Why is Kafka important?
Kafka is the most popular event streaming platform used today. While cloud providers like AWS offer more fully managed solutions (like AWS Kinesis), they introduce limitations that make Kafka preferable for most use cases.
The technology behind Kafka is what allows event streaming to work at scale in a fault tolerant manner. Using Kafka, organizations can process millions of events with low latency and high throughput.

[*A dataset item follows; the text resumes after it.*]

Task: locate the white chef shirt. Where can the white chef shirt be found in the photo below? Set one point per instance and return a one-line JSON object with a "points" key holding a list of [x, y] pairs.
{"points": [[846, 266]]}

This is what allows companies like Uber to exist.
Without Kafka, the engineering community would rely more heavily on inferior pub/sub implementations like RabbitMQ or IBM MQ. While these platforms have proved resilient in production grade environments, they lack key advantages of Kafka including parallel consumption and fault tolerance.
So why is Kafka SO IMPORTANT? Because nothing better exists today for event streaming...

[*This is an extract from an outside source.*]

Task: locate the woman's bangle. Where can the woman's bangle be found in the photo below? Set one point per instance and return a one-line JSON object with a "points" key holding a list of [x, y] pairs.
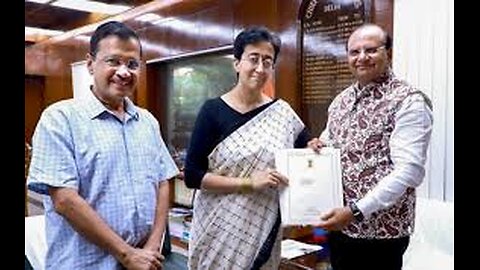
{"points": [[246, 185]]}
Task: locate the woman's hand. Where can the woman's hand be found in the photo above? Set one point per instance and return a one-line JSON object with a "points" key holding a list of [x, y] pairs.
{"points": [[267, 179], [316, 144]]}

Because few alternatives exist that do what Kafka does...
Kafka is important because it represents the "latest and greatest" method for processing data in real time.
Kafka is important because it allows companies like Uber to track the location of millions of vehicles in real time.
Kafka is the preferred event streaming platform in modern programming. While alternatives exist, Kafka has proven superior in both performance and flexibility.
Why is Kafka important?
Kafka is important because it represents the cutting edge of event driven architecture. Kafka allows events to be published and consumed with scalability, performance, and resilience. Using Kafka, data streams can be processed in real time and read from multiple consumers in parallel.
Kafka is important because it beats the alternative as far as pub/sub is concerned. Message frameworks like MQ have proven resilient but they lack the sophistication of Kafka. There are key differences between these inferior solutions and Kafka.
Kafka is an event streaming platform. It is important because it allows companies like Uber to process millions of location updates in real time.
Without Kafka, software engineers would have to rely on inferior alternatives to send/receive messages in a distributed environment.
While alternative message oriented solutions exist for sending/receiving messages, Kafka wins in performance, scalability, and fault tolerance.
Using Kafka, companies can process live data streams in real time without worrying about down time, data loss, or scalability.